If I had to pick an overall favorite Yello album, Stella would be it. The improvement in sound was absolutely astonishing, and I didn’t think it could get any better than on You Gotta Say Yes to Another Excess. The production was gigantic and crystalline, with songs sounding like they were carved right out of the wind. They were now a duo, having dropped Carlos Peron, but even Dieter Meier was in rare form, his vocals actually enhancing most of the tracks they appear on.
The album opens with two surprisingly straight songs, Desire and Vicious Games. They both have very standard structures and even some pretty basic electric guitar noodling. But the production sets them apart from anything else being done at the time with the possible exception of Trevor Horn. Somehow, both Boris Blank and Trevor Horn managed to squeeze sounds out of their studios that were years ahead of their contemporaries. The music has an impossible depth, it is incredibly airy, full of echo, yet extremely precise at the same time, each sound standing in perfect isolation and yet contributing seamlessly to the whole. It is absolutely breathtaking. And those are the least interesting tracks on the album. Then comes Oh Yeah, and the album takes off into uncharted territory.
Oh Yeah became Yello’s biggest hit, thanks, partly, to its inclusion in Ferris Bueller’s Day Off and The Secret of My Success. Oh Yeah sounds like nothing else, and is impossibly catchy. The combination of Meier’s deep treated vocals, the wild, almost cartoony percussive elements, the polished and engaging production, the inventive arrangement, and the repeating “chick-chicka-chikaahh” make the song absolutely irresistible. Unfortunately. Despite its appeal, it didn’t really catch on until well after Stella had been released, so it was also released on the next album, One Second, as well, and appears as a B-Side on numerous singles. As much as I love Yello and this song in particular, I got a bit tired of it.
The rest of Stella is superb, with tight, scratchy rhythm guitars juxtaposed next to the biggest, echoing-through-the-Grand Canyon bass and propulsive beats and imaginative sounds blended together in fantastic arrangements. There’s the melodramatic, horror-film soundtrack Stalkadrama, the scorching, guitar-driven ode to internal holiness Domingo, and the frenetic percussion orgy (featuring a chicken) Let Me Cry. The album ends with a phenomenal one-two punch. Ciel Ouvert, the longest cut on the album, is a cinematic instrumental that sounds like a heroic journey through treacherous lands and has the biggest sounds possible, large enough to topple a mountain. For years, this was the track I used to test a stereo or set of speakers, as it has both some of the most delicate sounds imaginable as well as some of the deepest and most stirring. Listening to it, even after hundreds if not thousands of times, still gives me goose bumps. This leads directly into the last cut, the blazing Angel No, a dance-till-you-drop track with punchy horns, nuclear bass notes, and body-slamming beats.

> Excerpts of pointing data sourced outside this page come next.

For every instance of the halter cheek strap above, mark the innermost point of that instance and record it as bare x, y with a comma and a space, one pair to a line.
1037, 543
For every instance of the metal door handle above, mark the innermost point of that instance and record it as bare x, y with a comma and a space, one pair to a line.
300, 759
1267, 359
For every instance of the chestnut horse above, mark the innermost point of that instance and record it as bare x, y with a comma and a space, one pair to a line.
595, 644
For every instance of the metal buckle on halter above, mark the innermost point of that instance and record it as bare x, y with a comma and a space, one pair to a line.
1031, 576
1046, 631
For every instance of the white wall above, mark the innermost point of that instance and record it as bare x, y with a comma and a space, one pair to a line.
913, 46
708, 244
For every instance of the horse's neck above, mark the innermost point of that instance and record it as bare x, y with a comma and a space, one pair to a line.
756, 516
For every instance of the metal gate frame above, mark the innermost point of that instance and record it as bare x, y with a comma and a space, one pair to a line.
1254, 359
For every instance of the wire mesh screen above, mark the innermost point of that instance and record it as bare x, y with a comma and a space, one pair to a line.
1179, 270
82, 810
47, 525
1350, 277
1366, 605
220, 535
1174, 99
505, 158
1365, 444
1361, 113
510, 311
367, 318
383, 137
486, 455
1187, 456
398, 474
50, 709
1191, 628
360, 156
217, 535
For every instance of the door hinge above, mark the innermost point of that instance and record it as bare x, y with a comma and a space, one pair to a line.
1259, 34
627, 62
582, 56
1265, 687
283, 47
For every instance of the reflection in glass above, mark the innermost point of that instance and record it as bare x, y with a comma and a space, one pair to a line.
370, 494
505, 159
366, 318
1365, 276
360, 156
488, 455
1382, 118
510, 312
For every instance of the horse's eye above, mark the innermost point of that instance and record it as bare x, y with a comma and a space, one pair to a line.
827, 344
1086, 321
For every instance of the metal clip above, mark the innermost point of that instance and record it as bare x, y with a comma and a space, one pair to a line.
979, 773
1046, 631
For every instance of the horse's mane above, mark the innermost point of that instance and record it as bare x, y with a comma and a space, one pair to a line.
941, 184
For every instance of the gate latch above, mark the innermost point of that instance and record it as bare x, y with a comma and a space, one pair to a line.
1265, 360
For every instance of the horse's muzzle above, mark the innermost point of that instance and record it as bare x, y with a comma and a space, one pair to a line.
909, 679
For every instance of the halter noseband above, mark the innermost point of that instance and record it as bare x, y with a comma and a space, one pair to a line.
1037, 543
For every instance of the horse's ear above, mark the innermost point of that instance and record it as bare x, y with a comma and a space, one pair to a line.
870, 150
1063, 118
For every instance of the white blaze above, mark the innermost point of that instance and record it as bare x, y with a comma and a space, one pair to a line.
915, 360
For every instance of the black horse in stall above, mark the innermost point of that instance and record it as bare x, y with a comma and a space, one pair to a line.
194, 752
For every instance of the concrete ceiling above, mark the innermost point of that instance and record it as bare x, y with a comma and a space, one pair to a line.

Through their body of work, Yello became one of “the big three”, the holy trinity of groups that sat at the absolute apex of my musical loves during the ‘80s and ‘90s, but they would’ve made it there on the strength of this album alone (Art of Noise and Fats Comet/Tackhead are the other two). It is that rarest of entities in my collection, an absolutely perfect album, with not a dead spot on it, and joins the rarified ranks of the half-dozen or so other albums to achieve such a distinction.